Nous reprenons aujourd’hui « LA SUBSISTANCE – UNE PERSPECTIVE ECOFEMINISTE » (1997- trad. 2022) de Maria Mies et Veronika Bennholdt- Thomsen.

CHAPITRE 4 – LA SUBSISTANCE ET LE MARCHE

Soyons clairs : « Les relations d’échange ont toujours existé : quelle que soit la période historique considérée, il est tout simplement impossible d’imaginer une société  sans aucune relation d’échange… Mais il y eu en revanche des relations d’échange qui obéissaient à une morale différente de celle qui prédomine dans la société de maximisation du profit. »
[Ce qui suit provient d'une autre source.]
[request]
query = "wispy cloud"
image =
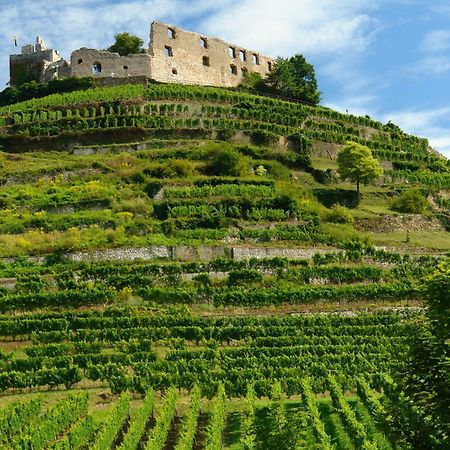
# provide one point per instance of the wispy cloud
(284, 27)
(432, 123)
(434, 66)
(436, 41)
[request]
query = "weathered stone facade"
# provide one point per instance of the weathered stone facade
(87, 62)
(180, 56)
(37, 63)
(174, 56)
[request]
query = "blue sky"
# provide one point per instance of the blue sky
(386, 58)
On trouve ici une autre lecture, critique, de Polanyi, rencontré Trace 371 : « Karl Polanyi, dans « La grande transformation » (1944)  a montré comment l’économie s’est mise à déterminer le type de société existant, au lieu de l’inverse, comment on a enlevé à la nature son caractère naturel pour la réduire à un facteur dans les calculs de production, tandis qu’on attribue au marché un caractère naturel comme si ses mécanismes échappaient à l’influence humaine… Mais il n’a pas compris que ce qui était insupportable au niveau de la société dans l’économie de marché tournée vers le progrès technologique, c’est la destruction de la dimension de subsistance de l’économie, pourtant essentielle à la vie. »
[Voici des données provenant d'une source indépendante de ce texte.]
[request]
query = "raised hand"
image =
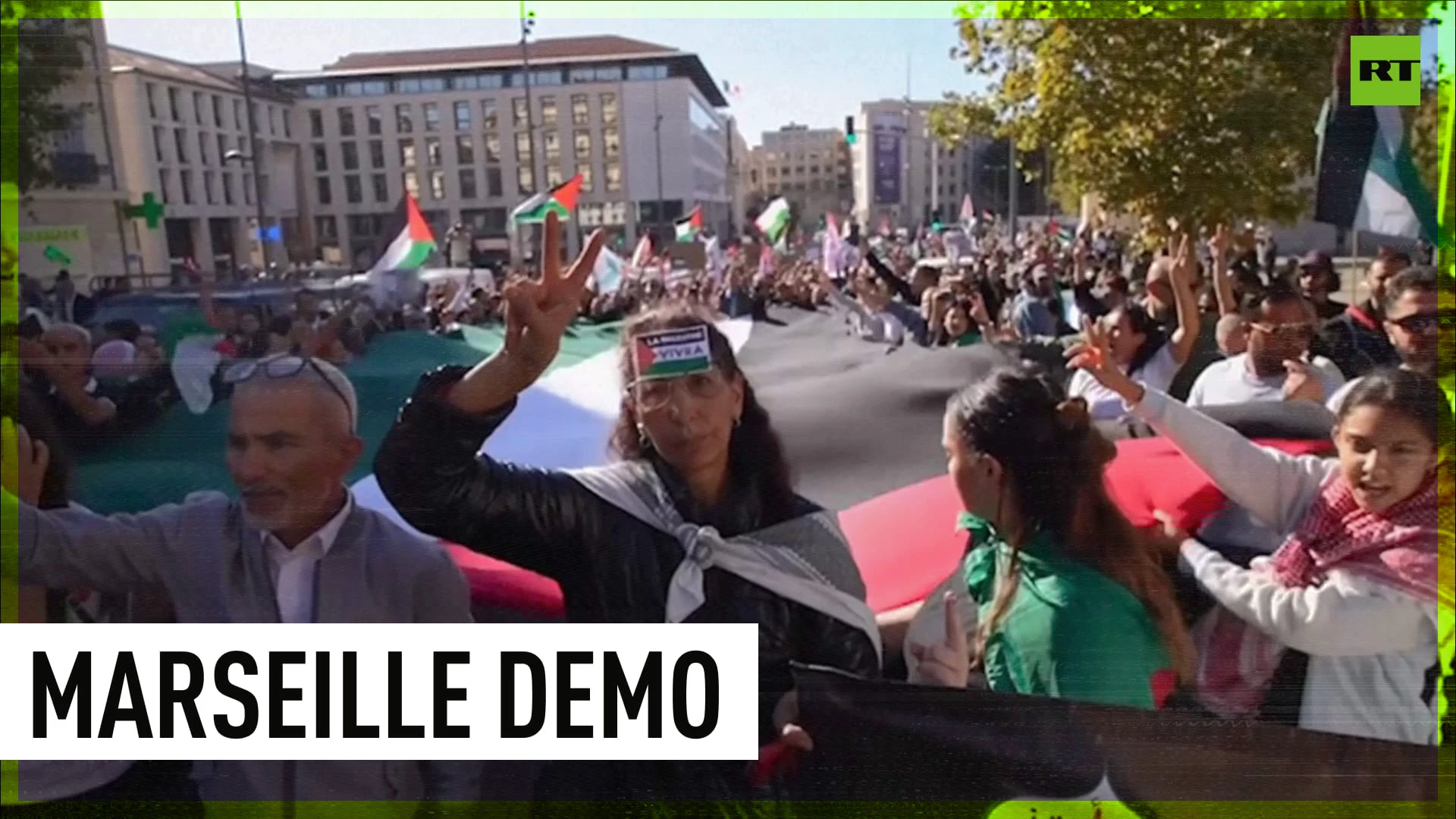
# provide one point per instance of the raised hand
(538, 312)
(948, 664)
CHAPITRE 5 – LA SUBSISTANCE EN VILLE

Avant de voir Détroit, dans la Trace 430 : « Dans une anthologie consacrée à l’écoféminisme, Rachel L. Bagby a raconté comment sa propre mère a aménagé des jardins au beau milieu d’une zone industrielle abandonnée à Philadelphie dans les années 1980… et comment elle a, de ce fait, guéri la terre et produit de la nourriture, mais aussi construit une communauté villageoise de 5000 âmes en ville. »

D’une manière générale, et comme l’ont montré tant de Traces relatives à la construction des villes : « La ville moderne est incapable d’assurer sa propre existence et de se régénérer par ses propres moyens. Elle a besoin d’un arrière-pays d’où elle importe la nourriture pour ses citoyens…, et pour y déposer ses déchets… »

Mies et Bennholdt y voient une relation de sujétion : « Comme dans toutes les relations de maître à esclave, la partie qui domine dépend pour sa survie et sa vie matérielle de la partie qu’elle exploite, dévalorise, déshonore, marginalise, qu’elle exclut de la vie sociale et culturelle… Ni la libération des femmes, ni la décolonisation des pays du Sud, ni le sauvetage de la nature ne pourront s’accomplir à moins d’une transformation radicale de cette relation entre la ville et la campagne. »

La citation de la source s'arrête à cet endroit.